I must respectfully dissent from the majority decision concluding that plaintiff contracted an occupational disease and would find that plaintiff has failed to prove by the greater weight of the medical evidence that she sustained an occupational disease within the meaning of the Act.
Dr. Cammarata testified that it was difficult to determine if plaintiff's epicondylitis and radial tunnel syndrome were work related but that her work environment worsened her symptoms. However, he did not testify it worsened her condition as required by Futrell v. ResinallCorporation, 151 N.C. App. 456, 566 S.E.2d 181 (2002). Further, while he does not provide any testimony indicating plaintiff was at an increased risk of developing epicondylitis and radial tunnel syndrome because of her position as an assistant librarian, Dr. Doyle does. However, even a cursory review of her testimony brings into question the bases of her opinions.

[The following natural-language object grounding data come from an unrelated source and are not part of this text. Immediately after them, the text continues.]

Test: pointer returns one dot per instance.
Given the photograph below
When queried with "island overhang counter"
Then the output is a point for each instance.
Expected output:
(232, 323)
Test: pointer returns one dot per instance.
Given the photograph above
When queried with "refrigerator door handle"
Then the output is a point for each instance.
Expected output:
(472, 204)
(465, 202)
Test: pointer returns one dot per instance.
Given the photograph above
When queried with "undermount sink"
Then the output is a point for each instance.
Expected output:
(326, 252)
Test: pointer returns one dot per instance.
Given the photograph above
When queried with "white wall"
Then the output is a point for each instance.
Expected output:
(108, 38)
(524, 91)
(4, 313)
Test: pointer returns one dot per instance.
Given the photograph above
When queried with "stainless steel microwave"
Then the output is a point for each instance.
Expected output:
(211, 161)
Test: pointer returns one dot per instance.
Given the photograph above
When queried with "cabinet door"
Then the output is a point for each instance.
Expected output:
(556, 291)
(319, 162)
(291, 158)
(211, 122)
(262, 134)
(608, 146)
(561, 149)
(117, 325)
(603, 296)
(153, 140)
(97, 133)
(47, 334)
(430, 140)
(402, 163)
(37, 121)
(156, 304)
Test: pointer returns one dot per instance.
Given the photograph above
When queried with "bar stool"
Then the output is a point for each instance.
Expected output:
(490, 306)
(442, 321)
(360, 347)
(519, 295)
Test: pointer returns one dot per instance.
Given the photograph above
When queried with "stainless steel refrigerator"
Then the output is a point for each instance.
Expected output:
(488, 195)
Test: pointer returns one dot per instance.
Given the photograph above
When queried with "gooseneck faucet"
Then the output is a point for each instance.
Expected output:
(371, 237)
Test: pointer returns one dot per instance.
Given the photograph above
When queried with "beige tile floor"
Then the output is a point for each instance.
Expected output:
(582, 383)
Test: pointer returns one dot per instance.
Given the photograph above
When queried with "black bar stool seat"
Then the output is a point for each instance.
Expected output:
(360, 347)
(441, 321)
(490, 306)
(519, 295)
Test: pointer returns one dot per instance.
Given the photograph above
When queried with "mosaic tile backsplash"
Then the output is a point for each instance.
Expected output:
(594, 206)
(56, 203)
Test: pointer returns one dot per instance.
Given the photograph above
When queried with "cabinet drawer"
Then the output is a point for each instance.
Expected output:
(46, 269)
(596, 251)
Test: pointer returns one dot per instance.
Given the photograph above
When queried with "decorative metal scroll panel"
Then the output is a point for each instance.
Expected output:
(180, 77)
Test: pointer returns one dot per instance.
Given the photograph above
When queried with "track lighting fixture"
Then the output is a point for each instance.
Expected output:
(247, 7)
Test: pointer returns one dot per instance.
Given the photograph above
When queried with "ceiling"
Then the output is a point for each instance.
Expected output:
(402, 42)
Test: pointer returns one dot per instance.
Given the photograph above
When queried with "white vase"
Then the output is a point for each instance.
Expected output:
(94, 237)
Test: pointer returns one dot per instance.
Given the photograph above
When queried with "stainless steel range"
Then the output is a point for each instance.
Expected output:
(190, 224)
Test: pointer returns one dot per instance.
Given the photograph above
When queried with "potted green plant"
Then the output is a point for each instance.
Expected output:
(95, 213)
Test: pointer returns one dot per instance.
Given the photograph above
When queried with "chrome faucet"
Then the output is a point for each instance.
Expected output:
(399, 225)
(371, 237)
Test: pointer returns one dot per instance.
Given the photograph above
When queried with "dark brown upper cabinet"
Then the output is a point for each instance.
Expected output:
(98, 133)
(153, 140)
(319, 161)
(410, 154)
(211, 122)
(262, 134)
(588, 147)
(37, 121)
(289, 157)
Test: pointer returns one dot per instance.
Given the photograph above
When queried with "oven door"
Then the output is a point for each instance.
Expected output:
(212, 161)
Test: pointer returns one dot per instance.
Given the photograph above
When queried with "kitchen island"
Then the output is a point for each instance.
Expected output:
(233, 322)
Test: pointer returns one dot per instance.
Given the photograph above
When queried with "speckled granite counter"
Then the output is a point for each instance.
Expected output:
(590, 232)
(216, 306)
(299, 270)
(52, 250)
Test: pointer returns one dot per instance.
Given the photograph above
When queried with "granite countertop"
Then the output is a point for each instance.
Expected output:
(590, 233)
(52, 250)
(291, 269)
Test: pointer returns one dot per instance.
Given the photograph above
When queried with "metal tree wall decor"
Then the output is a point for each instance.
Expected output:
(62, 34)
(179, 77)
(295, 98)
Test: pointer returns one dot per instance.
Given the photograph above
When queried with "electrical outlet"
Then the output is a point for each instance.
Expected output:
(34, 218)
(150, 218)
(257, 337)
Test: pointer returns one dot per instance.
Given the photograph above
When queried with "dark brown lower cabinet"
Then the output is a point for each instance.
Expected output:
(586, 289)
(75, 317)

During plaintiff's first visit on February 18, 2002, after Dr. Cammarata indicated plaintiff could return to work avoiding cyclical flexion-extension of the elbows and resting between lifting or shelving activities, Dr. Doyle immediately removed plaintiff from work, concluded plaintiff's work involved a great deal of repetitive work and caused her epicondylitis. This initial opinion was rendered based merely on plaintiff's brief description of her work as a lot of shelving, stacking and computer work, and without reviewing a job description or objective testing. Dr. Doyle did not inquire as to how many times per hour and per day plaintiff performed these acts nor the specific type of hand movements she utilized. Importantly, Dr. Doyle could not define the term "repetitious", merely stating, "I don't think there's any set standard Well, repetition is sort of like how do you know it's your Aunt Agnes when it walks in the room You just know it. It's one of those things you just know." Dr. Doyle does not involve herself with the science of classifying jobs as repetitive. Therefore, Dr. Doyle's opinions, though adamant, are based in speculation, are not sufficiently reliable to constitute competent evidence, and should be given no weight. Young v.Hickory Business Furniture, 353 N.C. 227, 538 S.E.2d 912 (2000).
Thus, plaintiff has failed to carry her burden of proving increased risk and causation. Consequently, I would reverse the decision of the Deputy Commissioner and must therefore respectfully dissent from the majority opinion.